05.12.11 (Allgemein) Autor:Stefan Hennigfeld

Die Deutsche Bahn hat mit einem Herstellerkonsortium bestehend aus Alstom Deutschland, der spanischen Construcciones y Auxiliar de Ferrocarriles (CAF) und Stadler Pankow einen neuen Rahmenvertrag über die Lieferung von bis zu 400 Regionalverkehrstriebzügen in elektrischer Traktion abgeschlossen. Bombardier, bislang Hauslieferant von DB Regio, ist nach den massiven Zulassungsproblemen mit dem E-Talent 2 nicht mehr dabei.

Bahnchef Rüdiger Grube zeigte sich am Montag zufrieden: „Wir setzen unsere Investitionen in neue Fahrzeuge konsequent fort und stellen uns damit den zukünftigen Herausforderungen im Regionalverkehr und den wachsenden Anforderungen der Aufgabenträger. Für die Deutsche Bahn stellt der Vertrag eine wesentliche Grundlage für attraktive Angebote im Schienenpersonennahverkehr dar.“

Der Vertrag läuft bis Ende 2018 und die Einzelvergaben an die jeweiligen drei Hersteller erfolgen dann im nachgelagerten Wettbewerb – so ist man flexibel, wenn es wieder zu größeren Problem kommen sollte. Zur Erinnerung: Der E-Talent 2 ist seit mehreren Jahren überfällig, etwa bei der S-Bahn Nürnberg, an der Mosel aber auch auf der Kölner Ost-West-Achse zwischen Aachen und Siegen.

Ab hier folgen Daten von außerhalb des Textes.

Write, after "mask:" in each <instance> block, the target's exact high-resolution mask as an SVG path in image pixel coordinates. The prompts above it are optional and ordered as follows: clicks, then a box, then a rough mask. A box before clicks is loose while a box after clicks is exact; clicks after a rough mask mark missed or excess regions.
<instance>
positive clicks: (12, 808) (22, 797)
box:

Mit dem Rahmenvertrag wird den jeweiligen ausschreibungsspezifischen Herausforderungen Rechnung getragen. Darüber hinaus wurden Quality Gates vereinbart, mit denen man verstärkt auf die Einhaltung von Qualität und Zuverlässigkeit achten will. Die Auslieferung des ersten Fahrzeuges soll 25 Monate nach der Bestellung erfolgen. Das Investitionsvolumen beträgt bis zu zwei Milliarden Euro.